The cAMP cascade and CNG channels underlie the mechanical responses of the OSNs. (a) The inward currents induced by Ringer solution puffs in voltage-clamp mode were reversibly blocked by 50 μM of MDL12330A, an adenylyl cyclase inhibitor. (b) The inward currents induced by Ringer puffs were first obtained in Ca²⁺-free solution and then after perfusion of normal Ringer with 2 mM Ca²⁺ (2 or 2.5 min). (c–e) The mechanical responses showed adaptation during repetitive stimuli. (c) The inward current was induced by Ringer puffs at 0.5 Hz in voltage-clamp mode. (d) The depolarization was induced by Ringer puffs at 0.5 Hz in current-clamp mode. (e) A septal organ neuron responded to alternate Ringer puffs at 1 Hz in current-clamp mode. (f–h) Both odorant and mechanical responses were eliminated in Cnga2^−/y mice. (f) A single septal organ neuron did not respond to odorant, Ringer or IBMX+forskolin puffs in voltage-clamp mode. (g) In the same neuron as in f, voltage-gated ionic currents were elicited by voltage steps from −40 to +60 mV from a holding potential of −60 mV. (h) In current-clamp mode, action potentials were elicited by injecting a depolarizing current of 10 pA into the same neuron.
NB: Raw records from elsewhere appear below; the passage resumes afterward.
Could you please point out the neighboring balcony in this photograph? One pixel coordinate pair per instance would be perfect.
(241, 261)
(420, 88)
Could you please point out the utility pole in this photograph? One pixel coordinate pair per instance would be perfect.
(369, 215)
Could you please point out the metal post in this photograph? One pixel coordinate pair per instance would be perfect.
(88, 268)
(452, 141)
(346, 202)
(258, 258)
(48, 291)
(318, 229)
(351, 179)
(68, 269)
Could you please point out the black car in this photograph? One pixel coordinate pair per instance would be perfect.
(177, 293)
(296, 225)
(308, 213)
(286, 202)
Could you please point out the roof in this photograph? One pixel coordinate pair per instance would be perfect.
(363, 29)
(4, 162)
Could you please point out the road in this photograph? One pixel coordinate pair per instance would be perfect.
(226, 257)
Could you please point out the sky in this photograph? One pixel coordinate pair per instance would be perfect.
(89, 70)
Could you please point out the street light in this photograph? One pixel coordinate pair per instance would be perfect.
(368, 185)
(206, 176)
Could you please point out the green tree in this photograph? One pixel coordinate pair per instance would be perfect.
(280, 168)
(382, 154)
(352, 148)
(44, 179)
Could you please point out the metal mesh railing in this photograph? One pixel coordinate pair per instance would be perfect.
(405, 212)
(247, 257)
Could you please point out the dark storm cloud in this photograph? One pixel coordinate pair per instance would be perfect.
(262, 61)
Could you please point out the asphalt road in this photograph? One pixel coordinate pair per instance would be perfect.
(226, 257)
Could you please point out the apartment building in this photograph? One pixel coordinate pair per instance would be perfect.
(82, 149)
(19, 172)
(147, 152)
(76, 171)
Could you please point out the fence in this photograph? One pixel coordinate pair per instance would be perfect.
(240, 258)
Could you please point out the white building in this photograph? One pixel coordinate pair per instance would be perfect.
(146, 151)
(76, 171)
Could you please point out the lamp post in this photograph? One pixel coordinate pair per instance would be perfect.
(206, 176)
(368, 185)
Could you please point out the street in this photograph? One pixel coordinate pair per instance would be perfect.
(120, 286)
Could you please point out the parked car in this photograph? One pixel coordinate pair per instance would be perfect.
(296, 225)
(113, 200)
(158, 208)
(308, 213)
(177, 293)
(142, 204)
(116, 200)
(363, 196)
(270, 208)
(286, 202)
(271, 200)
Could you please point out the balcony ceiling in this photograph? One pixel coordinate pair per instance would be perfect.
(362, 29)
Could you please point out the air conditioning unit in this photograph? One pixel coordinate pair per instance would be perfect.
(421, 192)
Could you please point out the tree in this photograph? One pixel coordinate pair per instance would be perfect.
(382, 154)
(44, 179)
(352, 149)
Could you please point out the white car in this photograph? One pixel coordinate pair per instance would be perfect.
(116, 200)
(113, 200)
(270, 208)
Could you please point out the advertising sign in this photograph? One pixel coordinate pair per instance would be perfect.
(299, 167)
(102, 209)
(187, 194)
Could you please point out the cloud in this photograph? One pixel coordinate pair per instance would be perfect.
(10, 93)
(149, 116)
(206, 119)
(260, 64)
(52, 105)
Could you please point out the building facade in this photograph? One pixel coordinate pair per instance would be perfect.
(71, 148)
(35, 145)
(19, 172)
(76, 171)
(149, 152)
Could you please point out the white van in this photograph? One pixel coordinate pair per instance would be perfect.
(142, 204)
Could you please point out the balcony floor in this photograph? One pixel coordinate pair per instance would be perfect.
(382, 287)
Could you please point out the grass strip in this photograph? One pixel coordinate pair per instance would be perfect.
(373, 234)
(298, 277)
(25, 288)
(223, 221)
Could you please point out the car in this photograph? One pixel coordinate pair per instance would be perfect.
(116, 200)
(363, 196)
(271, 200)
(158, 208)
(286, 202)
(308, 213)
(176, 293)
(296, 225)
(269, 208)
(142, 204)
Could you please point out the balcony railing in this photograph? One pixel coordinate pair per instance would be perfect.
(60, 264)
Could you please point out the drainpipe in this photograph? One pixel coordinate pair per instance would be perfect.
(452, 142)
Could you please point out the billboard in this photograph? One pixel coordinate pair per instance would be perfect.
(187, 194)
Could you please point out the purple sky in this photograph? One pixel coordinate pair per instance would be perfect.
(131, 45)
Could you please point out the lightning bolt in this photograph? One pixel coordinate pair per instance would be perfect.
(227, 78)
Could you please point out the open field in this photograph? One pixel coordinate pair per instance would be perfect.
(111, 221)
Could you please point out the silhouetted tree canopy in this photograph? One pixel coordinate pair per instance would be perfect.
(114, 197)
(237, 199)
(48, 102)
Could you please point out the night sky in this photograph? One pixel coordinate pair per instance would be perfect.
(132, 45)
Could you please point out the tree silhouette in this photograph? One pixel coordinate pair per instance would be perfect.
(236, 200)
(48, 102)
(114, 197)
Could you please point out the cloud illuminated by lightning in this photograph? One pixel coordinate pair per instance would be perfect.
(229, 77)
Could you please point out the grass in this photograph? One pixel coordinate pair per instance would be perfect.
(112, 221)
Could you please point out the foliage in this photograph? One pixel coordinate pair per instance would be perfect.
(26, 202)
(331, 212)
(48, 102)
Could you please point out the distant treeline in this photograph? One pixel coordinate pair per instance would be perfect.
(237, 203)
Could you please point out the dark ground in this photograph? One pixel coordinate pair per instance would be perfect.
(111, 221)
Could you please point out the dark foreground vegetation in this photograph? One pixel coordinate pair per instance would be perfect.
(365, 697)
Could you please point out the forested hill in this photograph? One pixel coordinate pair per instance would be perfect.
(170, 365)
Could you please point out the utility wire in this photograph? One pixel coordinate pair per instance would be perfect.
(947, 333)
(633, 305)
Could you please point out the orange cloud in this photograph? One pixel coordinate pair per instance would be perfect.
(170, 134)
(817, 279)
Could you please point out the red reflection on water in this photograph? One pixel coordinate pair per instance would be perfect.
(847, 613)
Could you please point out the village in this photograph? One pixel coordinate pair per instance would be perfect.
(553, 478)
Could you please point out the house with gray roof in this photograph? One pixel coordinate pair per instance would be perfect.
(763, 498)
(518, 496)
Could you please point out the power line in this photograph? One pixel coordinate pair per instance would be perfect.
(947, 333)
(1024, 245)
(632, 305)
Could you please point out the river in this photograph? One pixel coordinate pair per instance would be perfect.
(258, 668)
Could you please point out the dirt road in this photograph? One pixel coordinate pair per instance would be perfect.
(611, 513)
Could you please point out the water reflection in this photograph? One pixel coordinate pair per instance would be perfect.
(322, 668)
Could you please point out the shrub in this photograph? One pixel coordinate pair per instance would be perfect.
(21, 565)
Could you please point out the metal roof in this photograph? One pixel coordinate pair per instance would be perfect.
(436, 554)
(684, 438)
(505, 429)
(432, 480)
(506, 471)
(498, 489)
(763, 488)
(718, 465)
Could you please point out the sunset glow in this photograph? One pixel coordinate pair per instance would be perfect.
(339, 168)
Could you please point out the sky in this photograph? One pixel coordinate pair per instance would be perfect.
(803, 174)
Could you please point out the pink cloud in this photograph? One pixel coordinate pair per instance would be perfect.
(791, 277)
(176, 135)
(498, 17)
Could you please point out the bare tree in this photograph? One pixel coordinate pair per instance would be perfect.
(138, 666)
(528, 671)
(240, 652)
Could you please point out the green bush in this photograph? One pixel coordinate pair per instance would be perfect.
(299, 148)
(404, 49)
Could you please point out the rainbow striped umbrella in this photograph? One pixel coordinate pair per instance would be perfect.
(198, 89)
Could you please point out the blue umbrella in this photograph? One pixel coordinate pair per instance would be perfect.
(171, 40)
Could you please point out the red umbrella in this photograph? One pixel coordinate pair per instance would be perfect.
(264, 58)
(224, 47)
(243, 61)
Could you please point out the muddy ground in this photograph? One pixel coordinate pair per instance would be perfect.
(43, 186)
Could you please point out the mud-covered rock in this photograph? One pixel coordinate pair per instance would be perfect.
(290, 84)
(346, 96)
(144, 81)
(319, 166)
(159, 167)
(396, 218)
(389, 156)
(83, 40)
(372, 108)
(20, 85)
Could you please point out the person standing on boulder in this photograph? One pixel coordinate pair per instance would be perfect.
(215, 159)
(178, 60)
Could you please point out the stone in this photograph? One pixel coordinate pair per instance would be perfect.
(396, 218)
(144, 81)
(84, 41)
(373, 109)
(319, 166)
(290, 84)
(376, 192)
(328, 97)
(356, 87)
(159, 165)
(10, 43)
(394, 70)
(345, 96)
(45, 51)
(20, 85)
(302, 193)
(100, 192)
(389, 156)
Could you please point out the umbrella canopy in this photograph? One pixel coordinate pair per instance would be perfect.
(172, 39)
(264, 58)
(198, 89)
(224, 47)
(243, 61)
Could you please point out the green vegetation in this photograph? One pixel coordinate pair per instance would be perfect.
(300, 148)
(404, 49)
The holding potential was −60 mV for all recordings in voltage-clamp mode. The dashed lines mark −60 mV. The puffing pressure was 20 p.s.i. for all recordings.

Figure 5

Increasing puffing pressure enhances the odorant responses in individual OSNs. (a) In voltage-clamp mode, inward currents were induced by 1 μM octanoic acid puffs at different pressures indicated next to each trace. (b) Inward currents were induced by 100 μM mix 1 puffs at different pressures. The holding potential was −60 mV for both neurons. (c) In current-clamp mode, action potentials were elicited by 1 μM octanoic acid puffs with increasing pressures. The rectangle indicates the time window in which the firing frequency is averaged. The dashed lines mark −60 mV. (d) The firing frequencies are averaged for the responses induced by odorant stimuli with increasing pressures. The neurons were either ‘weakly stimulated’ by 1 μM octanoic acid (n = 5) or ‘strongly stimulated’ by saturating odorants (100 μM mix 1 or 300 μM octanoic acid, n = 4). Error bars, s.e.m.

Figure 6

The rhythmic activity (theta band) in the olfactory bulb uncouples from respiration in Cnga2^−/y mice. (a,b) In wild-type (WT) olfactory bulbs, oscillatory field potentials (F.P.) (black) were recorded at 100 μm (a) or 500 μm (b). (c,d) Field potentials (black) were recorded at the depths of 100 μm (c) or 500 μm (d) in Cnga2^−/y mice. Gray traces (Resp.) indicate the respiratory rhythm. The averaged field potential within one respiratory cycle is shown in the right column of each panel. To calculate the averaged traces, the field potentials within individual respiratory cycles were truncated, normalized to the same length, and then averaged over 200 s. (e) The cross-correlation coefficients between the field potentials and respiratory rhythms are averaged for the recordings obtained at 100 μm or 500 μm. At both depths, the coefficients are significantly higher in wild-type (n = 6) than in Cnga2^−/y bulbs (n = 4) with P < 0.001 in t-test (marked by **). Error bars, s.e.m.